Roberto Gamito
10.03.21
Arde o turista diante do quadro. Favos de mentiras, o auge do mel. Música de fundo, um pouco triste, muito humana, realça o dissabor. Próximo da fonte, o mensageiro tenta bebericar o seu reflexo. Os invólucros das frases caducas entregues ao baile do vento. Ilegível pássaro, canto trancado, poesia sem sangue na guelra.
Na queda eunuco afónico
nem fode nem sai de cima
nem canta nem sangra.
Uma pitada de desespero.
Reentremos na prosa
pela porta das traseiras.
O atoleiro onde os sonhos se desfizeram, simulacro de areias movediças. Pontapés no coração, penúria sentimental. Abrimos o jornal como quem já viu quase tudo; solavanco nas páginas destinadas à morte. A facção dos vivos. Num ápice, passam para a outra facção. Cabeçada imprevista numa quina e adultera-se um caminho que, segundo algumas línguas, ignoro se as mais fiáveis, era o da rectidão.

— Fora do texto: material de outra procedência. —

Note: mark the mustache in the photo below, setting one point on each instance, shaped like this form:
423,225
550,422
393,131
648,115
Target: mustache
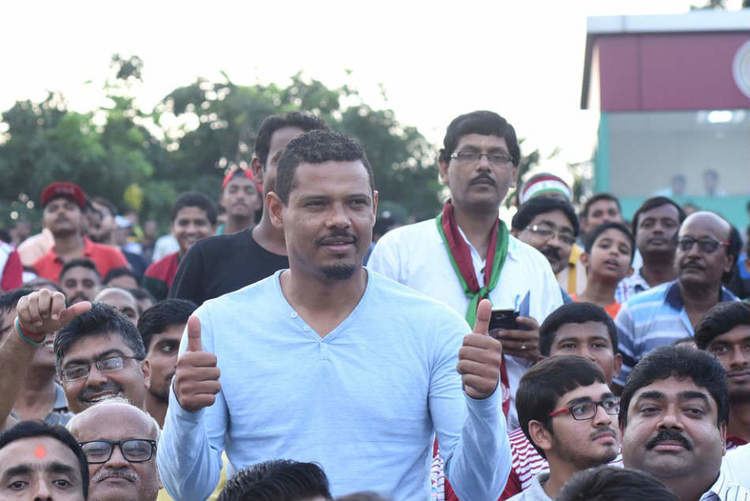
481,177
669,436
124,473
89,391
692,263
337,235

Intrujice estrangeira a reluzir para deleite dos parvos missionários.
Eclipse tentacular, presa inerme no meio dessa selvajaria de tentáculos e tinta. Homem, papel que estrebucha. Alcanço a inédita definição, não consigo pronunciá-la. A minha língua ficou para trás ou debaixo do pedregulho de Sísifo, não faço ideia.

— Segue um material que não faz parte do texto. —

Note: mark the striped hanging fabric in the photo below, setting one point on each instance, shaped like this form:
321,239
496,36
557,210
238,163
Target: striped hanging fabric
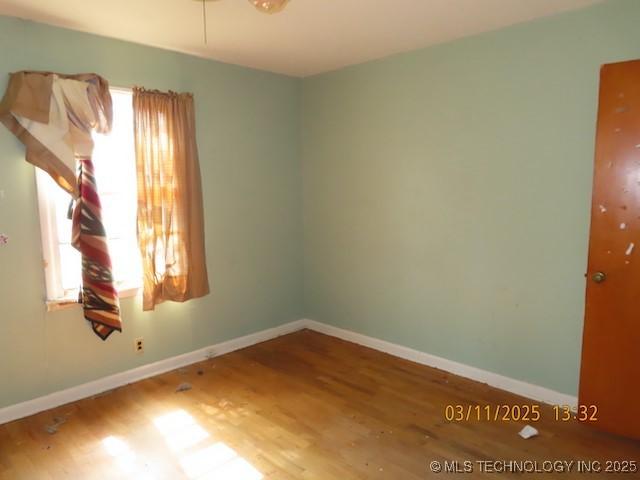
54,116
99,297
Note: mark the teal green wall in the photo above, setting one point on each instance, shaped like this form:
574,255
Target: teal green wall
248,139
447,192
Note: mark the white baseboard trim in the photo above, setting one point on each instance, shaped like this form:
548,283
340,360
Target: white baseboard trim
96,387
518,387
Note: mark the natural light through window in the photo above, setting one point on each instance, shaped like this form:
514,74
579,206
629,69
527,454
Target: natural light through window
115,168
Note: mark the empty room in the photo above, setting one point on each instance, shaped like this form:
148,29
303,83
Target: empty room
314,239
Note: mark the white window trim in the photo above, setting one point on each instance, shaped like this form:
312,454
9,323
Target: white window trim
56,298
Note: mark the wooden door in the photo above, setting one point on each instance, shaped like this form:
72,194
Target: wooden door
610,371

Poupámos o fôlego para que, chegados ao inferno, gritássemos como tenores. Aquele olhar de gárgula omitia uma cidade inteira. Corpos dessincronizados, o lume exige marcação. Entretanto arrefecemos.
No calendário marquei os dias em que me devia reerguer. Claro, o desolado celeiro de coisa nenhuma. Não há interpretação capaz de salvar esta colheita.
Lacre, mensagem passando de cavalo em cavalo, de língua em língua até alcançar a margem do silêncio.